Jada wants to know how many hardcover books she could fit in her bookcase. The bookcase is 4 feet wide and 9 inches deep. Each of the 3 shelves is 9 inches tall.

  • How many hardcover books, like the one Jada is reading, could she fit in her bookcase?
  • Can you find another way to arrange the books so more will fit?
  • Which arrangement do you think is better? Why?
How could you get started?
  • How wide could Jada’s hand be? What could be the dimensions of Jada’s book?
  • How could you arrange the books on one shelf?
Ready to explore more?
  • What if each student in your class wanted to store 6 books in a bookcase in your classroom? How many bookcases like Jada’s would your class need?
  • Jada has a collection of paperback books. Most of these books are only ½ inch thick. Their front covers are about the same size as the book she’s reading now. How many more paperback books could she fit in her bookcase than hardcover books?
For Teachers: More about this activity

In this task, students will model filling a bookcase with books. Those who have been formally introduced to volume may use this understanding to help them conceptualize the situation. But students who haven’t been introduced to volume can also make sense of this task using spatial reasoning and estimations related to size. They will use their measurement understandings and the relationship between multiplication and division to model the situation. After “filling” one shelf, students may use multiplication to determine how many books will fill the entire bookcase.

Students will need to make assumptions about the size of Jada’s books. Using the image of Jada, an approximation of the size of her hand, and their understanding of the relative sizes of measurements, they can estimate the size of Jada’s book. Students will then need to consider the arrangement of books on a shelf. They might arrange books standing up with their spines out, or they might stack books on top of each other with the narrowest edge of the book facing out.

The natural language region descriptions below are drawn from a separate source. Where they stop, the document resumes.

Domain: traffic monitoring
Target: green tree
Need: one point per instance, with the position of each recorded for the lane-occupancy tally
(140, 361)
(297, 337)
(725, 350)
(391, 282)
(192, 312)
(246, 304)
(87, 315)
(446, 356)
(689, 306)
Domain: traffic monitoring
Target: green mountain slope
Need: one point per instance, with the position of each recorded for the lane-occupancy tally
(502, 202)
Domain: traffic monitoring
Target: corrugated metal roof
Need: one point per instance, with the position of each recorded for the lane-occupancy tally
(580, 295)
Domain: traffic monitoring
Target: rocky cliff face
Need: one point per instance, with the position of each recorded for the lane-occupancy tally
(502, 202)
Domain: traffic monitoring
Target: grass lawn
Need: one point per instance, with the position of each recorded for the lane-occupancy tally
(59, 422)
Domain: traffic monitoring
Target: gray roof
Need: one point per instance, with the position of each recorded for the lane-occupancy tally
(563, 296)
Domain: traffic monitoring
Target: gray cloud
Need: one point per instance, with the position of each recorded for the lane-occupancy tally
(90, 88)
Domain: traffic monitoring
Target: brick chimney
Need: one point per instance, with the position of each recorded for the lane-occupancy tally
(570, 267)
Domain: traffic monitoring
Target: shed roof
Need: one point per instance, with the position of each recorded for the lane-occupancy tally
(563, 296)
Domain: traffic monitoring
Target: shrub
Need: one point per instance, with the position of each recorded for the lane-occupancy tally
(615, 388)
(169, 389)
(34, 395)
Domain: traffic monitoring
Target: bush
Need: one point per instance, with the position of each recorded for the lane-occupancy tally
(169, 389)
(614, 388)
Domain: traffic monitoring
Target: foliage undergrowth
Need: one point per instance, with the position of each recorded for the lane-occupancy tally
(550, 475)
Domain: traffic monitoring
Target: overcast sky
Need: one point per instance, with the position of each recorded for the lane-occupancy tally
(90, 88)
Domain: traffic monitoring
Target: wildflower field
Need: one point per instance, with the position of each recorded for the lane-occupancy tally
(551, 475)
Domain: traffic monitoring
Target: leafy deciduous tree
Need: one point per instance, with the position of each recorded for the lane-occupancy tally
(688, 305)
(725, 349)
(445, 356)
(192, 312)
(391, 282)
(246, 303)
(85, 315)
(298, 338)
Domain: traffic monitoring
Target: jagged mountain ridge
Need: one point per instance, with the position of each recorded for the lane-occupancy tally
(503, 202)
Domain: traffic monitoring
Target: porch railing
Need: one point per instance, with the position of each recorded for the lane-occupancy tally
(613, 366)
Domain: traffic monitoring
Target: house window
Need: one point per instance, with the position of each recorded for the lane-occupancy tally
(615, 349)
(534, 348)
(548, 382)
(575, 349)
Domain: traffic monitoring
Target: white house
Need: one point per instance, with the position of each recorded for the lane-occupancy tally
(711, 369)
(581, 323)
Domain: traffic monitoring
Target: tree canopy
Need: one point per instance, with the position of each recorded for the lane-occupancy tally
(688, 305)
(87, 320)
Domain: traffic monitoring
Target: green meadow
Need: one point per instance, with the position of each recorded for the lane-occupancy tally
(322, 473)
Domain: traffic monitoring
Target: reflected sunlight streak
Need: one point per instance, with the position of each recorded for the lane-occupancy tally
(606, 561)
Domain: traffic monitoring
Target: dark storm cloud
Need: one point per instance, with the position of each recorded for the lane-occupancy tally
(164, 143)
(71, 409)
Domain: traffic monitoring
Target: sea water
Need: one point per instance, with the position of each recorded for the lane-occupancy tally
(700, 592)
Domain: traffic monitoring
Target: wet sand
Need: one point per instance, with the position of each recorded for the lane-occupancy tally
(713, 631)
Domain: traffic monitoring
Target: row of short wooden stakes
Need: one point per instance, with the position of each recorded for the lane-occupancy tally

They might partition the shelf into sections that match the width of one book in their chosen arrangement. If their arrangement involves stacks of books, they may multiply the number of books in one stack by the number of stacks they can fit. They may find that, while one arrangement allows for more books, it might not be the most practical arrangement.

After estimating likely measurements of Jada’s book, students may choose to model the possible book arrangements in various apps.

  • In the Number Pieces app, students might use number pieces to represent the measurements of the books in inches. After building a 4-foot, or 48-inch shelf that is 9 inches tall, they may outline the space they think one book will take up and use it to either mentally or graphically determine how many books of that size will fit.
  • Using the Fractions app, students might make a model of 1 shelf using what they know about the relationships between feet and inches. Dividing 1 whole into 12 equal parts, students can model each foot of the shelf in inches. They can make a similar representation of 9 inches for the height and begin drawing books based on their proposed dimensions.

If your students have learned about volume, ask: How is this situation related to volume? Could you have used the volume of 1 book to find how many books Jada could fit in her bookcase? Will finding the volume of 1 shelf or the entire bookcase work sometimes, but not other times? Why?

To extend students’ thinking about fractions of a foot and the operations needed to approach this situation, ask: How do your estimates for the size of Jada’s book compare to 1 foot? Could you use fractions to help you reason in a different way? How does changing the way you put a book on a shelf change the numbers and operations you might use?